DuckDuckGo’s lack of knowledge about me forced me to be smarter in my searches. For instance, I noticed I had become so lazy that I had been typing URLs — like CNN.com — into the Google Search bar instead of the navigation bar, even though I knew exactly where I was going. So I began typing the addresses into the correct spot on my web browser.

Read more: How I Quit Google | TIME.com http://ideas.time.com/2014/02/24/how-i-quit-google/#ixzz2uOmzlLsq

Google’s search algorithms – what’s really happening?

Personalization has really arrived if this is true – Google may be tailoring results to your sequence of searches in a session, not just the single inquiry.

Evolving Google Search Algorithms by Bill Slawski, SEO by the SEA (Feb 21)

It appears that Google has been paying attention to this kind of search behavior from people who search like me. A patent granted to Google earlier this month watches queries performed by a searcher during a search session, and may give more weight to the words and phrases used earlier in a session like that, and might give less weight to terms that might be added on as a session continues.

But at the end, Slawski says Google Hummingbird update (ranking algorithms) uses historical search query sessions.

It is clear from Slawski’s posting that Google does a lot of tinkering and adjusting in the background.
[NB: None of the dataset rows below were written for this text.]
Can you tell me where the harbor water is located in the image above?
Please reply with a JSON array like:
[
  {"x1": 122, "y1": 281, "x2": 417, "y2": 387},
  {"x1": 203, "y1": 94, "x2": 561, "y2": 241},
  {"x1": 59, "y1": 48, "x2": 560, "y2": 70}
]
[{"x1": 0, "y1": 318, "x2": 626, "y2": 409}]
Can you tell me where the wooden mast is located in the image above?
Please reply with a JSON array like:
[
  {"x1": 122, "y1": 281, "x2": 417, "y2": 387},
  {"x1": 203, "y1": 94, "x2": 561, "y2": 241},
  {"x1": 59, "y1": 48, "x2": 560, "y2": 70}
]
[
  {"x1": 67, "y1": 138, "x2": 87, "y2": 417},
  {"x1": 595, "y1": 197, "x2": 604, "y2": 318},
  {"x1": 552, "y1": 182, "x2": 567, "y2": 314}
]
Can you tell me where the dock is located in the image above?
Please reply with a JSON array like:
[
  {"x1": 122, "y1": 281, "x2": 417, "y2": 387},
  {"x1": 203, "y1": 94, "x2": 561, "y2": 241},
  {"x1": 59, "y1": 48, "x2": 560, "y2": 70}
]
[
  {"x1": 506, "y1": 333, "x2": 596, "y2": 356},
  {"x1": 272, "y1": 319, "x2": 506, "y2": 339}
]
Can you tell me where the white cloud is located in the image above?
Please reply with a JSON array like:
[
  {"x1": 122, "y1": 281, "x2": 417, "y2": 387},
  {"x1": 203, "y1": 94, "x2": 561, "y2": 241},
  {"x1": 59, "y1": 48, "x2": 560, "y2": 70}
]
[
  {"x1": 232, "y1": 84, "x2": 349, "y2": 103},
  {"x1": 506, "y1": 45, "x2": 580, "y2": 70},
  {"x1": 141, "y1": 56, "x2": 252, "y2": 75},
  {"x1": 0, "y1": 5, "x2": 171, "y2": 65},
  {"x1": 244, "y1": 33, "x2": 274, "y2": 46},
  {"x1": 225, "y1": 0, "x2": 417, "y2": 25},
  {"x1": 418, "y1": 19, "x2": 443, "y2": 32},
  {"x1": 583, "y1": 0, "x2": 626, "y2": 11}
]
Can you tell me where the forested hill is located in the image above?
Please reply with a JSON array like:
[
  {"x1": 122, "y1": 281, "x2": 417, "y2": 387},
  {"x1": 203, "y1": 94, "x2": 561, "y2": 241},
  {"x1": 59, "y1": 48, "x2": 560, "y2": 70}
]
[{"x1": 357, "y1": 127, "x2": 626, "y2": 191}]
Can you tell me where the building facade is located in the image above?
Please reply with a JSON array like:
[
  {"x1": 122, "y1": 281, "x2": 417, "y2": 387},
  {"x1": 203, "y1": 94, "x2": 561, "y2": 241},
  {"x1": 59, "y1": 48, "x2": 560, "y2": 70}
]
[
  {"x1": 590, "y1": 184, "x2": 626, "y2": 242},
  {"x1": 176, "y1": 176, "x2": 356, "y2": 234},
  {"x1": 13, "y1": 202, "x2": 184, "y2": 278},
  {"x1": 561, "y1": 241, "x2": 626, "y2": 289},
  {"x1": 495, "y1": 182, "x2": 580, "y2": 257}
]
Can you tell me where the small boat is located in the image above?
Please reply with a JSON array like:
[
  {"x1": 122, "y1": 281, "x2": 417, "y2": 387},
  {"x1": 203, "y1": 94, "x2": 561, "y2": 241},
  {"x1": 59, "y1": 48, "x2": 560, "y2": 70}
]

Is this good or bad for the information professional doing critical searches? Is this a reason to search anonymously to cut out influence of search history?

Google and topic analysis

Slawski finds some evidence that Google matches on “the topic of a post rather than keywords”. And if it isn’t actually doing that now, it’s very close to doing so.

Will Keywords be Replaced by Topics for Some Searches? by Bill Slawski, SEO by the Sea (Jan 16)

Google can get some idea of topic from Freebase where users add content. But Slawski says “it’s possible that Google might look to other sources to better understand things such as topics, such as Open Information Extraction.” It could be matter of statistics of the probablity of query relating to a domain topic.